Maalesef burası 30 yaş ve sonrası futbolu bir durak olarak seçen ve
buradan hiçbir katma değer olmadan, sadece tüketen oyuncularla dolu
bir lig olmamalı. İzlenebilir, keyifli bir lig olmalı. Benim
görüşüm bu, bunun için de önemli bir süreç yaşatılmalı. Bu sadece
2-3 kişinin alacağı karar değil. Türkiye’de çok ciddi ortak aklın
organizasyonu yapılmalı ve bu ortak akıldaki herkes (medyadan,
teknik direktörlerden, futbolculardan, federasyondan,
yöneticilerden) ile düzgün bir plan yapılmalı ve o şekilde
senelerde Türk futbolunu kurtaracak projeler olarak konmalı.

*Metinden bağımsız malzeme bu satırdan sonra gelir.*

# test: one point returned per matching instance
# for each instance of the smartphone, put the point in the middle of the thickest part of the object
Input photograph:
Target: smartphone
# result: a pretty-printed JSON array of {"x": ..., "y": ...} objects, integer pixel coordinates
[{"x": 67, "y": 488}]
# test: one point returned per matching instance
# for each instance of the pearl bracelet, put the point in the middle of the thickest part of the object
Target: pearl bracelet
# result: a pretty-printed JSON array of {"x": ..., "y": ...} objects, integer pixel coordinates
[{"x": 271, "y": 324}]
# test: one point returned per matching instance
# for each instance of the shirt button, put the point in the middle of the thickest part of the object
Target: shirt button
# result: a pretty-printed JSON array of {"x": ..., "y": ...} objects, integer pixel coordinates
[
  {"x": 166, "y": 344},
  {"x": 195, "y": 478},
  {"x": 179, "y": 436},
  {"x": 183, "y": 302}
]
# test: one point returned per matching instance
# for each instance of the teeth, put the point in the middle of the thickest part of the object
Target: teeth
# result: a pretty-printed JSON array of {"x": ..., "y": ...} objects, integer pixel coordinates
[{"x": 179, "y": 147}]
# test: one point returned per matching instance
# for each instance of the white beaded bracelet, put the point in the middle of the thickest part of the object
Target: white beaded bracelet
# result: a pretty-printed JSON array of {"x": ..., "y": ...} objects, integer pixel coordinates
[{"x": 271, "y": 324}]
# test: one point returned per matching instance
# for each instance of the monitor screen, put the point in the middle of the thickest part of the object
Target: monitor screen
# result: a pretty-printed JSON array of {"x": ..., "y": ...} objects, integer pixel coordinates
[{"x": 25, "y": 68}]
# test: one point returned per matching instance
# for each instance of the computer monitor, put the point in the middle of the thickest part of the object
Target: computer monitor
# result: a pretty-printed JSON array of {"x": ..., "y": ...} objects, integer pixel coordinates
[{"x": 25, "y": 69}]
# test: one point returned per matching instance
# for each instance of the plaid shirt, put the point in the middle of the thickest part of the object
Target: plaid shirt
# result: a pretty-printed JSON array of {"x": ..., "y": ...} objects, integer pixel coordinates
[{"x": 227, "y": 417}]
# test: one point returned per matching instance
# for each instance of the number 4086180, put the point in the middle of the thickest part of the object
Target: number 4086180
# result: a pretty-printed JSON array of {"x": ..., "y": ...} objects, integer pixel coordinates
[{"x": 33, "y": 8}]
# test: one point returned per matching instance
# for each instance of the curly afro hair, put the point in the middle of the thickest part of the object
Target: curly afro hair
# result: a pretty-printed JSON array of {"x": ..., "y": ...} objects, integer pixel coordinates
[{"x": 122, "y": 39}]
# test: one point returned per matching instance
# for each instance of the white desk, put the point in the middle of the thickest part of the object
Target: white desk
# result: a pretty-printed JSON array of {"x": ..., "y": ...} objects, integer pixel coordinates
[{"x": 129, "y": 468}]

Herkesin sahip çıkabileceği ortak bir akıl ortaya koyduğu değerle
bu işler yönetilmeli. Evet, yabancılaştırılmış bir liginizin olması
belki İngiltere’yi düşünerek konuşabiliriz ancak bir sonuç elde
etmiyor, ekonomik bir değer olmuyor, satılacak bir emtia olmuyor,
bundan çok fazla insan kazanmıyor. O zaman böyle yap, bir çok yönü
var bunun.”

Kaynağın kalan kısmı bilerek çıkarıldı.